Jasmin Lin didn’t set out to study artificial intelligence (AI) and robotics, but her path has led her there. Now pursuing a master’s degree in bioinformatics at Brandeis University after earning her undergraduate degree in biology at Stony Brook University, Lin expanded her interests through hands-on research experiences at the U.S. Department of Energy’s (DOE) Brookhaven National Laboratory.
Jasmin Lin's first SULI internship (January-May 2025) involved computational biology, where she focused on integrating virtual reality (VR) with a plant digital twin. She developed a complete pipeline that connected VR interaction with a 3D Gaussian Splatting model in Unity, using C# and Python, marking her first exposure to AI. This experience later evolved into exploring and training humanoid robots in simulation using reinforcement learning policies, which laid the foundation for her interest in embodied AI.
Lin presented her summer SULI project on humanoid robots at the New York Scientific Data Summit, which was her first conference and research paper presentation. She described feeling nervous among many accomplished scientists but gained confidence through her experience at Brookhaven Lab.
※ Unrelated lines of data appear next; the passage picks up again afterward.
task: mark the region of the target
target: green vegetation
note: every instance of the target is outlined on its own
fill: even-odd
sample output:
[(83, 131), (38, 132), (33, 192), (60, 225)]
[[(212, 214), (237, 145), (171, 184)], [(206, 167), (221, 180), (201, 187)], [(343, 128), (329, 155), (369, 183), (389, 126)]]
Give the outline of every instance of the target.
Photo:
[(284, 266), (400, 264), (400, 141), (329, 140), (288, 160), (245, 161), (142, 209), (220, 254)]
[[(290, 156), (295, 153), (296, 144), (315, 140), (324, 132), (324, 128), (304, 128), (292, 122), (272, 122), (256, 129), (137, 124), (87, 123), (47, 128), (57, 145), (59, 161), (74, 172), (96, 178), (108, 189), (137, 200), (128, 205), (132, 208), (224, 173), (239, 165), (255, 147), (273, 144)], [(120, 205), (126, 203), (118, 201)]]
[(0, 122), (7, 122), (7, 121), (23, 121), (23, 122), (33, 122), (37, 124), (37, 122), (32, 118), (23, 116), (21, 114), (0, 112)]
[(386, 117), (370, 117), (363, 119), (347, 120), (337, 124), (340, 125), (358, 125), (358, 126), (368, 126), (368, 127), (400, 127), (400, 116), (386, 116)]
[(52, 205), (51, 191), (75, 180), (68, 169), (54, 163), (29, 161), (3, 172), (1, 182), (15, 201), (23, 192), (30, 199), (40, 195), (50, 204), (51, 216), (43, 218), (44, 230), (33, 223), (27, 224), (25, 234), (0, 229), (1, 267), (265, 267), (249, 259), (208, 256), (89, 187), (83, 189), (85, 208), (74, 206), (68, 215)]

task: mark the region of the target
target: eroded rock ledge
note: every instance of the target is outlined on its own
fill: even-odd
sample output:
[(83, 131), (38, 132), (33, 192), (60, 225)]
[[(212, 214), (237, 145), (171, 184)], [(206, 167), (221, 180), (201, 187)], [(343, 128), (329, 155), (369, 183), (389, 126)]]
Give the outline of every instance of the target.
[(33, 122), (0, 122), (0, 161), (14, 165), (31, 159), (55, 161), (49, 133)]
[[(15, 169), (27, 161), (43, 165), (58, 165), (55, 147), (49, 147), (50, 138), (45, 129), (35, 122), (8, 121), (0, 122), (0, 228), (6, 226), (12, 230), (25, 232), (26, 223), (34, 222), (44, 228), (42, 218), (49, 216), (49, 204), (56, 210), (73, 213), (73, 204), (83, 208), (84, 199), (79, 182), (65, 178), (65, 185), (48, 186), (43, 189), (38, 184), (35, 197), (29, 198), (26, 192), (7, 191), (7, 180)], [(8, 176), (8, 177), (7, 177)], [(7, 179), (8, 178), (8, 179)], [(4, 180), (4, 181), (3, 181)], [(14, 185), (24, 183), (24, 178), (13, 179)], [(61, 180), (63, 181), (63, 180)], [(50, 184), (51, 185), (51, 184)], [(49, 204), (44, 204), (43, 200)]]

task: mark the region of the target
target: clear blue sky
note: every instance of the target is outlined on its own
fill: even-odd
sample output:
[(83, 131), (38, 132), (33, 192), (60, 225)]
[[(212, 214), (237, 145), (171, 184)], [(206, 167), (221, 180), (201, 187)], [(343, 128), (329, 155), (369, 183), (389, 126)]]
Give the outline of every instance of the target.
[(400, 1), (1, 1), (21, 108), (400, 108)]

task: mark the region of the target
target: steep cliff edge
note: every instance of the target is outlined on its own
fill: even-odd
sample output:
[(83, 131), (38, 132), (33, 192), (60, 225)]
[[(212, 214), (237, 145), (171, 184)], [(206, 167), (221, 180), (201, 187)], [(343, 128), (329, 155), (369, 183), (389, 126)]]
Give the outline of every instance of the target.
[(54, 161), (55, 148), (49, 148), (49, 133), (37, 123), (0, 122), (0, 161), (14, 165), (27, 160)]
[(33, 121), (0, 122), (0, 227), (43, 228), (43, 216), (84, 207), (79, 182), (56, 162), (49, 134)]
She prepared for the presentation by consulting her mentor, Wei Xu, and utilizing various online resources to ensure accurate information delivery.
Returning to Brookhaven Lab through the SURP, Lin fully shifted her focus to embodied AI under the mentorship of Carlos Soto in the Scientific Embodied Agents Lab (SEAL). Their mission is to support user facilities like the National Synchrotron Light Source II (NSLS-II) by exploring how robots can reduce facility downtime. Lin's current work involves connecting vision-language-action AI policies with a physical robot, successfully training it to autonomously pick up and place a 3D motherboard mockup. She is also integrating VR for teleoperation in simulation.
Despite her biology background, Lin finds artificial intelligence fascinating due to its adaptive nature and efficiency, especially in accelerating research. She uses AI to understand complex topics, query databases, and summarize articles, viewing it as a teacher-student relationship. She is particularly interested in the relatively new field of embodied AI and its potential to automate manual tasks, driven by the desire to contribute to future technologies.
Her most memorable experience at Brookhaven Lab was achieving success with the physical robot. She highlighted the immense difficulty of troubleshooting robotics, which involves intricate interactions between hardware, software, and AI model deployment. Witnessing the robot finally perform tasks correctly after numerous days of problem-solving was profoundly satisfying and paved the way for further research endeavors.
Lin advises prospective interns to acknowledge and not be discouraged by initial 'imposter syndrome,' as it's common in specialized research environments. She emphasizes that it’s acceptable not to understand everything immediately, as learning is the core purpose of these programs. She also encourages developing comfortable relationships with mentors, engaging with other scientists, and stepping out of one's comfort zone to maximize personal and professional growth.